Not sure it's hard if you have per-memcg memory reserves which I've
brought up in the past with true and complete kmem accounting. Even if
you don't allocate slab, it guarantees that there will be at least a
little excess memory available so that the userspace oom handler isn't oom
itself.
This involves treating processes waiting on memory.oom_control to be
treated as a special class so that they are allowed to allocate an
additional pre-configured amount of memory. For non-root memcgs, this
would simply be a dummy usage that would be charged to the memcg when the
oom notification is registered and actually accessible only by the oom
handler itself while memcg->under_oom. For root memcgs, this would simply
be a PF_MEMALLOC type behavior that dips into per-zone memory reserves.
> This is true even in the memcg case and we strongly discurage
> users from doing that. The global case has nothing like outside of OOM
> context though. So any hang would blocking the whole machine.
Why would there be a hang if the userspace oom handlers aren't actually
oom themselves as described above?
I'd suggest against the other two suggestions because hierarchical
per-memcg userspace oom handlers are very powerful and can be useful
without actually killing anything at all, and parent oom handlers can
signal child oom handlers to free memory in oom conditions (in other
words, defer a parent oom condition to a child's oom handler upon
notification). I was planning on writing a liboom library that would lay
the foundation for how this was supposed to work and some generic
functions that make use of the per-memcg memory reserves.
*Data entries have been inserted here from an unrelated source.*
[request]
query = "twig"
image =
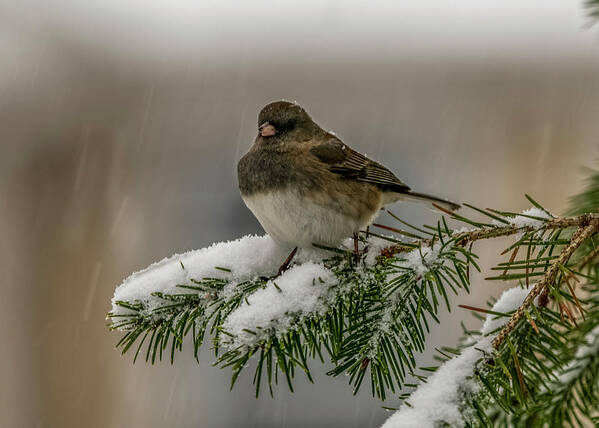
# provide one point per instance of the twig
(495, 232)
(585, 230)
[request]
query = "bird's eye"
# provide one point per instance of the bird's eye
(267, 129)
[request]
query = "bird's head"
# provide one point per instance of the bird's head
(282, 120)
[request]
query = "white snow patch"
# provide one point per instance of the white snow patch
(247, 258)
(510, 300)
(375, 246)
(521, 221)
(421, 259)
(299, 292)
(440, 399)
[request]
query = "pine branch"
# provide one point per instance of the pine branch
(548, 279)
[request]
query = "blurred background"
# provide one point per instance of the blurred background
(121, 124)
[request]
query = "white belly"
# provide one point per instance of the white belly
(292, 220)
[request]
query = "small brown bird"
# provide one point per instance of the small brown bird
(305, 186)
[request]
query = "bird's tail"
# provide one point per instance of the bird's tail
(423, 197)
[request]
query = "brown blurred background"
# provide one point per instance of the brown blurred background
(120, 129)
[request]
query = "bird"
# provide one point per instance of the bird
(306, 186)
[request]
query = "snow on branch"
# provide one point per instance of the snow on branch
(302, 291)
(442, 398)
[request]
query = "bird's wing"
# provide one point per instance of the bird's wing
(350, 164)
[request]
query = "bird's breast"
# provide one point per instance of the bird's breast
(291, 218)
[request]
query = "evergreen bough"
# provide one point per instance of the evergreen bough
(542, 369)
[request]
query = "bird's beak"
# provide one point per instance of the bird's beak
(267, 130)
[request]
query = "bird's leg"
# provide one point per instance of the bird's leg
(287, 261)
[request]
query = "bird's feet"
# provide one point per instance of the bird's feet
(287, 261)
(283, 267)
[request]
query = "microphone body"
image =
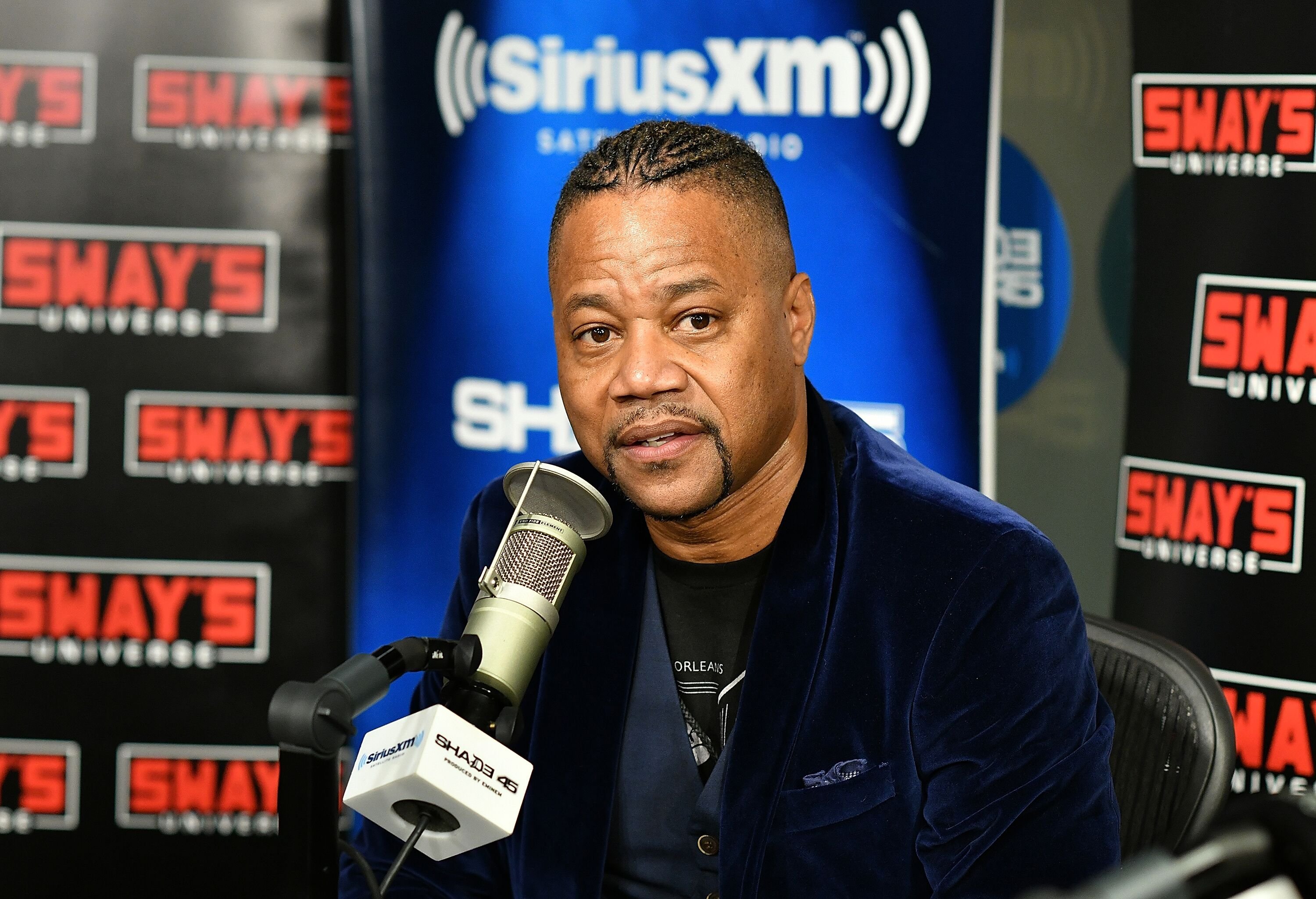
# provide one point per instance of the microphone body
(520, 602)
(451, 763)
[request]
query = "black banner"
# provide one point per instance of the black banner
(1223, 372)
(177, 430)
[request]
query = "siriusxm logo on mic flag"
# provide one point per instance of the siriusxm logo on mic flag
(544, 74)
(382, 755)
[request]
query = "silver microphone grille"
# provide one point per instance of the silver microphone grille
(536, 561)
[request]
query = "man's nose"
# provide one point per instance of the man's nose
(647, 365)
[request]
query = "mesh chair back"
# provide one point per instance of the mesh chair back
(1174, 744)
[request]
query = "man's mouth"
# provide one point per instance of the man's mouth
(660, 441)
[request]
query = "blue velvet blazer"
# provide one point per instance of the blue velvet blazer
(907, 622)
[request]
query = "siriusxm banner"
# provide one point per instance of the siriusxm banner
(877, 120)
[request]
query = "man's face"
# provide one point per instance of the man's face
(681, 339)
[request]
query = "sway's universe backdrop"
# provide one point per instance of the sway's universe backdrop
(876, 119)
(178, 428)
(175, 430)
(1212, 506)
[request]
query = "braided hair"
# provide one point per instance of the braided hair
(679, 154)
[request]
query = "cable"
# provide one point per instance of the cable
(354, 855)
(422, 823)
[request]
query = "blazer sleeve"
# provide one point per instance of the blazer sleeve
(481, 873)
(1011, 736)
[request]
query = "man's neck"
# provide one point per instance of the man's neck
(748, 519)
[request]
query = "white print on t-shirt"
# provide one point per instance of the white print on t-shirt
(691, 668)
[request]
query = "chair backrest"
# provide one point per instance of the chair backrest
(1174, 743)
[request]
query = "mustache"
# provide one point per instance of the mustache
(674, 410)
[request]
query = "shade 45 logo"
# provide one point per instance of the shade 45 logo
(239, 439)
(1273, 732)
(133, 612)
(243, 104)
(114, 279)
(46, 98)
(1235, 125)
(39, 785)
(1256, 339)
(195, 790)
(516, 74)
(1218, 519)
(43, 432)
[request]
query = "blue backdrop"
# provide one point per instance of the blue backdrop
(872, 116)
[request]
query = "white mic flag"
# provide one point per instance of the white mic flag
(436, 757)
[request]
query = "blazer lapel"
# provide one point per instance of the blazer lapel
(585, 684)
(785, 653)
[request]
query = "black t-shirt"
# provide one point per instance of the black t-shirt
(708, 614)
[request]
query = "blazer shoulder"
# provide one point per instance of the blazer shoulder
(886, 477)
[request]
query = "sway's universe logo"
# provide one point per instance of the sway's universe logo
(39, 785)
(1273, 732)
(43, 432)
(46, 98)
(239, 439)
(119, 279)
(194, 790)
(1256, 337)
(133, 612)
(802, 77)
(382, 755)
(1249, 125)
(1218, 519)
(243, 104)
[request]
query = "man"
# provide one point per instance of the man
(801, 663)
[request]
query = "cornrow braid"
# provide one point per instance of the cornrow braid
(679, 154)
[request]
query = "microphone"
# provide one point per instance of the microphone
(444, 778)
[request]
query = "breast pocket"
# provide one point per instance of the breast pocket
(808, 809)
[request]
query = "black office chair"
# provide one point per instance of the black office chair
(1174, 743)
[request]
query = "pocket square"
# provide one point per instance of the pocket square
(837, 773)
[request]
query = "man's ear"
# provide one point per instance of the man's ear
(798, 307)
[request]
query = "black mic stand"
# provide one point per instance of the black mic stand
(312, 723)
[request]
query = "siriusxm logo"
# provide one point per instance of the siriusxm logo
(801, 77)
(381, 755)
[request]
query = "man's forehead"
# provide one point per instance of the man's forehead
(651, 229)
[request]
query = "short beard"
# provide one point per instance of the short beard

So my plan for the complete solution was:
- allow userspace notification from the root memcg on system oom
conditions,
- implement a memory.oom_delay_millisecs timeout so that the kernel
eventually intervenes if userspace fails to respond, including for
system oom conditions, for whatever reason which would be set to 0
if no userspace oom handler is registered for the notification, and
- implement per-memcg reserves as described above so that userspace oom
handlers have access to memory even in oom conditions as an upfront
charge and have the ability to free memory as necessary.
We already have the ability to do the actual kill from userspace, both the
system oom killer and the memcg oom killer grants access to memory
reserves for any process needing to allocate memory if it has a pending
SIGKILL which we can send from userspace.